A las 5:00 de la madrugada andaba yo planchando dos lavadoras de ultima hora, como niña con zapatos nuevos por que a pesar del madrugón era nuestro primer día de vacaciones, termine sobre las 7:00 y me puse a colocar todas las cosas necesarias, si ya normalmente nos cuesta hacer una maleta, cuando encima tenemos que organizar una mini casa, en la cual aunque no le falta detalle, es muy, pero que muy pequeñita, creo que cualquiera puede hacerse una idea, sabanas, toallas, sartenes, ollas, cubiertos y hasta unos edredones, que en el norte nunca se sabe.

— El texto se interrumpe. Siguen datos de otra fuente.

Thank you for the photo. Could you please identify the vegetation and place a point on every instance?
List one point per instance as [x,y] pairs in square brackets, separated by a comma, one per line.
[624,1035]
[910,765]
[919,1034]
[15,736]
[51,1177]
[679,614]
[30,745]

A las 8:30 empezamos con la mudanza, perdón con la carga de la autocaravana, a todo esto era la hora en la que muchos de mis vecinos salían a trabajar, y como no habían visto nuestra flamante autocaravana y dicho sea de paso mis vecinos otra cosa no, pero cotillos, como ellos solos, había un desfile de cajas, maletas, vecinos, etc., todo ello en un pequeño pasillo de apenas 50 cm. de ancho, vamos un autentico caos, digno de una película de los hermanos Marx y su famoso camarote.
Consecuencias, claro que las hubo, se olvidaron cosas, y eso que todos miraban atónitos ante aquel desfile de cajas, bolsas, y utensilios varios sin camuflaje.

De repente Antonio en medio del caos me comenta que el gas no funciona, -he seguido todos los pasos que me dijo el señor, pero nada que no funciona.
- Bueno no te preocupes, llama al señor y que te diga que es lo que hacemos mal- contesto yo.
- Es que son las 9:30 y ellos no abren hasta las 10:00
- Pues terminamos de cargar y llamas.
Hermana que sube, vecino que baja, un meneo al grifo intentando dejar un cuenco con huevos y a tomar por saco el grifo, -¡vaya! si el grifo es de plástico.
Las 10:30 conseguimos echar a los vecinos, que no a mi hermana, que se empeña en acompañarnos al banco.
Las 11:15 llegamos al lugar de donde sacamos la autocaravana, que además y para nuestra fortuna tienen taller.
Las 13:40 ya habíamos hecho el ridículo con lo del gas, ya que el chico fue a ver si funcionaba y chica a la primera, solo moviendo una palanquita, a la cual Antonio y yo nos habíamos artado a mover sin ese resultado, un grifo nuevo y por fin era el momento de ponerse en marcha, habíamos planeado salir a las 8:00 pero bueno estábamos felices en nuestro desastroso primer día de vacaciones, y no íbamos a permitir que nada lo estropear.
Antes de salir a la carretera nos paramos en el burguer, que los niños ya tenían hambre, después del madrugón, era normal.
15:00 de la tarde por fin la carretera es nuestra, ponemos rumbo a San Sebastián, Antonio lo hizo de un tirón, el dice que no, pero con tal de que yo no me acerque al volante, es capaz de hacerse, Madrid – Paris del tirón.
Llegamos a Doností y nos disponíamos a salir a dar una vuelta por la ciudad en bici, cuando ¡OH Dios! Resulta que las llaves de los candados de las bicis nos las habíamos dejado en Madrid, justo en cimita de los cascos que se supone nos íbamos a poner cuando fuéramos a montar, pero nada podía estropear nuestro primer día de vacaciones, bueno casi nada por que para colmo de nuestros males, cuando ya estábamos todos arreglados para salir, se puso a llover con una mala leche, que nos hizo desistir de esos pinchitos con chacolí de la tierra que tanto nos gustan, se paso toda la noche lloviendo a cantaros, pero la verdad es que en la autocaravana se estaba de miedo y mas con mis edredones nórdicos, de los cuales se habían reído durante todo el camino Antonio y los niños.
En fin que yo pensé, ¿Será así todo el viaje?
Gracias a Dios y para mi fortuna lo mejor estaba por venir.